David A. Sakowitz, Jeffrey Stern, Jason Osborn, Scott Landau and David Stauber of Winston & Strawn LLP are acting as legal counsels to Roadzen. Jai Pathak and Evan M. D?Amico of Gibson, Dunn & Crutcher LLP and DMD Advocates are acting as legal counsels to Vahanna. Pi Capital LLC are acting as financial advisors to Vahanna. Mizuho is acting as a financial advisor to Vahanna in connection with the merger and to receive a fee of $2.5 million pursuant to the terms of its financial advisory engagement letter with Vahanna. Marco Polo Securities Inc. acted as financial advisor to Vahanna and entitled to receive a $2.5 million success fee upon consummation of the merger and customary expense reimbursements. Sheumack & Co.

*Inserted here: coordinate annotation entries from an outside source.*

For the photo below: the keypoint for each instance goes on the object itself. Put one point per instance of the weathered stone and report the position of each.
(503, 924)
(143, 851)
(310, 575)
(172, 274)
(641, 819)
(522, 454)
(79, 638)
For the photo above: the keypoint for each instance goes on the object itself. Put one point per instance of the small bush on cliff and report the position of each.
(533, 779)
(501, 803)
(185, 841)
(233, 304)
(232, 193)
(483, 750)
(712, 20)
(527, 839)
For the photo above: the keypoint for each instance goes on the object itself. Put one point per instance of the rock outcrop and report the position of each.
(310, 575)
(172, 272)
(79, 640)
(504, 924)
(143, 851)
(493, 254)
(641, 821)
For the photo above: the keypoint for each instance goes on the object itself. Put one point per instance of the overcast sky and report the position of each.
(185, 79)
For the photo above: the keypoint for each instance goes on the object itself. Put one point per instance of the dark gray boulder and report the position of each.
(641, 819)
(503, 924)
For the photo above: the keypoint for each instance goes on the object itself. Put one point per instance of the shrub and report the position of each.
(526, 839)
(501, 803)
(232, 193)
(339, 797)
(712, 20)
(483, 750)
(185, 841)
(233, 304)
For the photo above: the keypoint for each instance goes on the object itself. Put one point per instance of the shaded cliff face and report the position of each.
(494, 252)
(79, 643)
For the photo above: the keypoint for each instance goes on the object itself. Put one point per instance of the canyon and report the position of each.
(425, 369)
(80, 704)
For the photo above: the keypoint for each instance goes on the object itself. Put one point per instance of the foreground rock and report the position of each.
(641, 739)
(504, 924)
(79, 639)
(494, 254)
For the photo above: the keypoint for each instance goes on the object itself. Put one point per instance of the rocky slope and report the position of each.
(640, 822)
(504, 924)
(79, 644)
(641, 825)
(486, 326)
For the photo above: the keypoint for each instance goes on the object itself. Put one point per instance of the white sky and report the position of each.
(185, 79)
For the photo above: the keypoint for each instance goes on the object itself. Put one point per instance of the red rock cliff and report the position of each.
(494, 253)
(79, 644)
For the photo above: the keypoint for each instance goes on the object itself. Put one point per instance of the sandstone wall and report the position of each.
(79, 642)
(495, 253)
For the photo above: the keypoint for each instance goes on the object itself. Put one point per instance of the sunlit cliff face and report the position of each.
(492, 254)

GMA, LLC acted as financial adviser and also served as fairness opinion provider to Vahanna. Vahanna has engaged Morrow Sodali, LLC to assist in the solicitation of proxies for the Extraordinary General Meeting for a fee of $30,000. Scott Landau, Jason Osborn, David Sakowitz, David Stauber and Jeffrey Stern of Winston & Strawn LLP acted as legal advisors to RoadZen.

RoadZen, lnc. acquired Vahanna Tech Edge Acquisition I Corp. (NasdaqGM:VHNA) from a group of shareholders in a reverse merger transaction on September 20, 2023.